Although many of these colleges currently use the Common Application, this Coalition for Access, Affordability, and Success stems from the technological and other difficulties the Common Application had in 2013. These 83 institutions feel like they are spectators in the admission process, inhibiting innovation and insight on student performance. Therefore, the new Coalition Application will have virtual lockers for students where they can enter their work and accomplishments over a four year period of time.
The Coalition intends to first release this application to students in January 2016, which could change the way students apply and perhaps revolutionize the college admission process. Although the intention of the Coalition Colleges is to provide early preparation and access to all, others are concerned that high school will become about college prep and perhaps be inappropriate for students working on their virtual lockers as early as ninth grade.
Along with Coalition Board Members, college counselors have many questions about the new Coalition Application and wonder how something that is a "work in progress" can be launched for the public as early as January 2016.
The Coalition's virtual locker is planned to include extracurricular activities, interests, writing samples, college essays, videos and more. Information to the colleges where the students choose to apply will not be available to them until the student releases their locker during their application season.
In a Los Angeles Times piece, the Coalition stated, "To join, colleges must show that at least 70% of students graduate within six years. Private colleges must pledge to meet the demonstrated financial need of all U.S. students; public schools must have affordable tuition for in-state students and solid financial aid." Los Angeles Times
The Common Application will remain available. However, those using the Coalition's virtual locker will not need to submit the Common Application.
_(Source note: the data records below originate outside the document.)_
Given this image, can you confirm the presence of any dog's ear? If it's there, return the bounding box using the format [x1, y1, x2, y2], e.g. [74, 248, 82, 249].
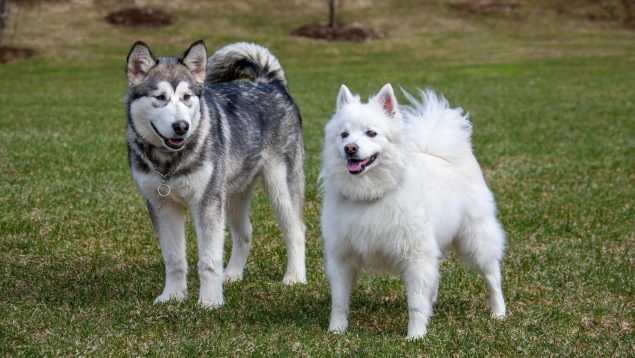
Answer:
[179, 40, 207, 83]
[126, 41, 158, 86]
[336, 85, 355, 111]
[375, 83, 399, 118]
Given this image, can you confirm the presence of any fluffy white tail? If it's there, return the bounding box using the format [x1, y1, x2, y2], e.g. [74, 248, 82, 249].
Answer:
[205, 42, 287, 88]
[400, 89, 472, 162]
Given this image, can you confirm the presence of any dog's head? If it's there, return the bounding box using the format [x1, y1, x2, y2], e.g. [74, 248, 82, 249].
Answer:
[323, 84, 403, 198]
[126, 41, 207, 152]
The Coalition colleges will still accept the Common Application.
Many unanswered questions remain:
- Will colleges favor one application over the other?
- How will the virtual locker be evaluated?
- Will these universities use interaction with the locker to measure demonstrated interest and factor that into admissions decisions?
- If a ninth grader adds you to their "my colleges" list, what type of communication do you picture having with them?
- How do you plan get message out to underserved students?
- What will the competition aspect be like?
- What are hard timelines for the application
- Is this launching too soon?
Ultimately, the Coalition colleges will be able to tailor their applications by asking for specific items from the students' lockers. The goal is to make the application more holistic and gain more insight on applicants over a period of time. The Coalition believes in early engagement, being more transparent, increased interest in the public and collaboration. These are fine ideals with good intentions. However, the implementation is yet to be seen and many questions must be answered.
These colleges want to guide their own progress and are committed to making the Coalition Application work for all students.